Some of his public musings are more personal: a recent tweet links to a New York Times article about how UCLA researchers have discovered a treatment for baldness in mice. The bare-headed Yudof wrote "Strongly interested in this research," appending the hashtags "#baldness" and "#missmyhair."

That sort of thing may buy Yudof more credibility when he tries to use those accounts to quell university unrest. In a video posted earlier this month on his Facebook page, titled "Why President Yudof is upbeat," the less-than-upbeat president sought to reassure viewers that the UC system will survive its latest financial crisis. "We're going to get through this," he said. "I have every confidence that this, the greatest public university system, will persevere through this period as it has for the last 143 years."

It won't survive without pain, though, he admits. UC, which spends $20 billion per year, used to receive $3 billion of its annual budget from the state. That's now down to $2.5 billion. The system has less than half as much to spend per student as they did 20 years ago -- in current dollars, it had $15,860 to spend per student in the 1990-'91 school year; today, it has just $7,730.

Yudof says he will "take the hit" to raise faculty salaries and keep UC competitive. "I'm looking for a new deal that's a fair deal," he says. It remains unclear what, exactly, that deal will look like, though he says the system has "fabulous efficiency initiatives" in place.

In January, though Yudof was less optimistic in an interview with the Los Angeles Times. "This is where we've been heading for a very long time, so it's sadness more than shock," he said of further budget restrictions. "In spite of all we've done to save money, raise fees, restructure our debt, this is going to cut into the muscle and sinew. A lot of people think there's a lot of fat. We don't have enough fat left to absorb a budget cut like this."
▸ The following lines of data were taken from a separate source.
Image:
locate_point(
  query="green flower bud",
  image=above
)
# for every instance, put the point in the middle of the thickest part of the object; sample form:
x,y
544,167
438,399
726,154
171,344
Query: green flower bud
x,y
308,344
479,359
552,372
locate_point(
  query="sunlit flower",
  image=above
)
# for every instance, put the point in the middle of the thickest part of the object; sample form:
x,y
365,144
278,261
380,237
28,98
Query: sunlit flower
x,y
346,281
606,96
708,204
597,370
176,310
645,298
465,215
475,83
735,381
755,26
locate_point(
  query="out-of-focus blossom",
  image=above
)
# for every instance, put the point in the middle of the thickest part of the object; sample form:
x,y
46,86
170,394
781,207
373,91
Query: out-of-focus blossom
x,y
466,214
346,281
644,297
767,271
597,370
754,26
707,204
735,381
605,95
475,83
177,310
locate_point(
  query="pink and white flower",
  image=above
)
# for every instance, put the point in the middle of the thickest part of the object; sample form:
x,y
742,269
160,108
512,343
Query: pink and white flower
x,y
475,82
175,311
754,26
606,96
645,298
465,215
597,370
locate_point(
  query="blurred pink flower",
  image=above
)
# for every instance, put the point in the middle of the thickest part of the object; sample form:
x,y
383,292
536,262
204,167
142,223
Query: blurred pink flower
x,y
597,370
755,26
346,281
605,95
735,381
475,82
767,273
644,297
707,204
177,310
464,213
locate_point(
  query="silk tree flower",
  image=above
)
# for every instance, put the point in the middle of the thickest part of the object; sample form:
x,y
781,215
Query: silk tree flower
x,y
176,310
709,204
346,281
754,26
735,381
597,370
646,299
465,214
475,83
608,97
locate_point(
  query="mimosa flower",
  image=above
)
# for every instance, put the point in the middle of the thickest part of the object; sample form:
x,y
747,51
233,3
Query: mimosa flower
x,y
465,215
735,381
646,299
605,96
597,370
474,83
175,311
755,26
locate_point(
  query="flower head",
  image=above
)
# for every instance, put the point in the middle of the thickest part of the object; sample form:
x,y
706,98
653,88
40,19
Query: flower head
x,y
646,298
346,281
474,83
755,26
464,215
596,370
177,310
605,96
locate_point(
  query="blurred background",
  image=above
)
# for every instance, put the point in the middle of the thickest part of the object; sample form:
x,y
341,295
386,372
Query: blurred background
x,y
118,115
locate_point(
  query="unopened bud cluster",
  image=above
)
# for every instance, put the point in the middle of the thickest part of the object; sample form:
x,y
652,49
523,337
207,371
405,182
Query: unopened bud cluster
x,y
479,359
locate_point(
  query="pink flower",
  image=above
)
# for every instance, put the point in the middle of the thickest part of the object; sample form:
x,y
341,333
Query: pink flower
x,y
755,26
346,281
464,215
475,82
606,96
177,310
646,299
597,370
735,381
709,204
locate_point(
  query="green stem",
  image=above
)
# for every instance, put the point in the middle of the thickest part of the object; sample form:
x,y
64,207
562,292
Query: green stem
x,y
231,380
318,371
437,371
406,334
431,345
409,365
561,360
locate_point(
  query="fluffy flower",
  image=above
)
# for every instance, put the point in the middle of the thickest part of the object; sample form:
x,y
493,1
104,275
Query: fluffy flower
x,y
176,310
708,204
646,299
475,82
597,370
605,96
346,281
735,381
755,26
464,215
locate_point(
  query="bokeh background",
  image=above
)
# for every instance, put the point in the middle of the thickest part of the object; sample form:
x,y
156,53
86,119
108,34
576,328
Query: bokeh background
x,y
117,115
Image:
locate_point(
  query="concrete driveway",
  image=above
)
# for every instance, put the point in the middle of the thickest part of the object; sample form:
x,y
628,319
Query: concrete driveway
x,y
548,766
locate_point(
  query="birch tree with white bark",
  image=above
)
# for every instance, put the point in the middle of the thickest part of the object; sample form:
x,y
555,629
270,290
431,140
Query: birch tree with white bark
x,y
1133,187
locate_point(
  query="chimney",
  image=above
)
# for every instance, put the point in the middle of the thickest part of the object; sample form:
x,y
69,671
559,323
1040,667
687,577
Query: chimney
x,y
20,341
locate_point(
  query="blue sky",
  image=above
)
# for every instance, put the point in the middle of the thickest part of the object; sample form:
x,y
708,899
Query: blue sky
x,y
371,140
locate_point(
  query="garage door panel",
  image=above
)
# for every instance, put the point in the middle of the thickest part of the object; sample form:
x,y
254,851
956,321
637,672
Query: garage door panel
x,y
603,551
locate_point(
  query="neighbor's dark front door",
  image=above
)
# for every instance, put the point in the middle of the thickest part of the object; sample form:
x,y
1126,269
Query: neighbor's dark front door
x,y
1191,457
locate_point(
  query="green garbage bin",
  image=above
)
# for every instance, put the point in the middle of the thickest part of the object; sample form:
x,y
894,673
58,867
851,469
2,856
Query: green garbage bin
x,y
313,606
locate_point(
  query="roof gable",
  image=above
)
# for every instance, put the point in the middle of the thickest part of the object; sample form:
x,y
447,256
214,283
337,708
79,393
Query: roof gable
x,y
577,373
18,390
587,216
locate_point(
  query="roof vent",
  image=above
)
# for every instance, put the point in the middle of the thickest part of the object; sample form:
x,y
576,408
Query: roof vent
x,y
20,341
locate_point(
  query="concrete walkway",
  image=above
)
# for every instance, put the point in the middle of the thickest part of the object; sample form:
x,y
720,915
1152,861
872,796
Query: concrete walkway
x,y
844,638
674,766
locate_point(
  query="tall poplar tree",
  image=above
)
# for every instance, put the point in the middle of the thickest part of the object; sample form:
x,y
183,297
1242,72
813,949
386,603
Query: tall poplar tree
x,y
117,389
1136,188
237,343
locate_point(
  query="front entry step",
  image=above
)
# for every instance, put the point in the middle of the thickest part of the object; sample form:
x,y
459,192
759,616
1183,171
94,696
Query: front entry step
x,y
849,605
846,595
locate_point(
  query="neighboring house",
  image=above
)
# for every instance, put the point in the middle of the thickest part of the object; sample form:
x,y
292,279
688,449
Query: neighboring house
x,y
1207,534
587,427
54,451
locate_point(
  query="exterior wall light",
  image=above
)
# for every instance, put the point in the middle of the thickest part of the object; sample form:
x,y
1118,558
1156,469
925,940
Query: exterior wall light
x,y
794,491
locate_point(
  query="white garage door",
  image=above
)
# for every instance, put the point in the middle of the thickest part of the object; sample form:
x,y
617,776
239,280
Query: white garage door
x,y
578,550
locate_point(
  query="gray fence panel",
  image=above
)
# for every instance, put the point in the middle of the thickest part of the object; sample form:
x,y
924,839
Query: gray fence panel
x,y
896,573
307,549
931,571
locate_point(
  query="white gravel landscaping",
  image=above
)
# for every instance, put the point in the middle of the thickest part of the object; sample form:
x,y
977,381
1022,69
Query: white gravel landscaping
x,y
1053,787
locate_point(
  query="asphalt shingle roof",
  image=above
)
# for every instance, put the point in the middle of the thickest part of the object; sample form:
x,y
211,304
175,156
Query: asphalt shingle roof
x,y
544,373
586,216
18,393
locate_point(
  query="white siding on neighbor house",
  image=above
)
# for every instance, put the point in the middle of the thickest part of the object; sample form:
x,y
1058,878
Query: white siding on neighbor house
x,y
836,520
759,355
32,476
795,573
Yudof says the system needs a long-range arrangement with the state to recognize the fundamental role it plays in the California's economy. In the future, he aims to reduce the speed at which tuition is increasing and ensure that the system's schools are accessible to low-income students. He even talks of expanding the system's population. For now, however, the system "needs stability," Yudof says. "I'm trying to knock off problems one at a time."

Regent Richard Blum still thinks Yudof is the one to deliver that stability, he said in an interview with The Huffington Post. "Mark has my support as much today as the day he walked in the door," he said. And that's not the only plaudit the UC president has received in the past couple years: In 2009, Time magazine named him one of the best college presidents in America. "Mark Yudof tools around dilapidated campuses and fixes them," the blurb about him read. UC spokesman Pete King told City on a Hill Press that Yudof "has a way of making universities better places when leaves than when he got there ... he makes decisions based on what he thinks is right for the university, even if it makes him unpopular."

But while his demeanor can be almost unflinchingly stoic, Yudof told The Huffington Post that his time in California has proved too dramatic for his tastes. "This has been too much of a roller coaster," he said.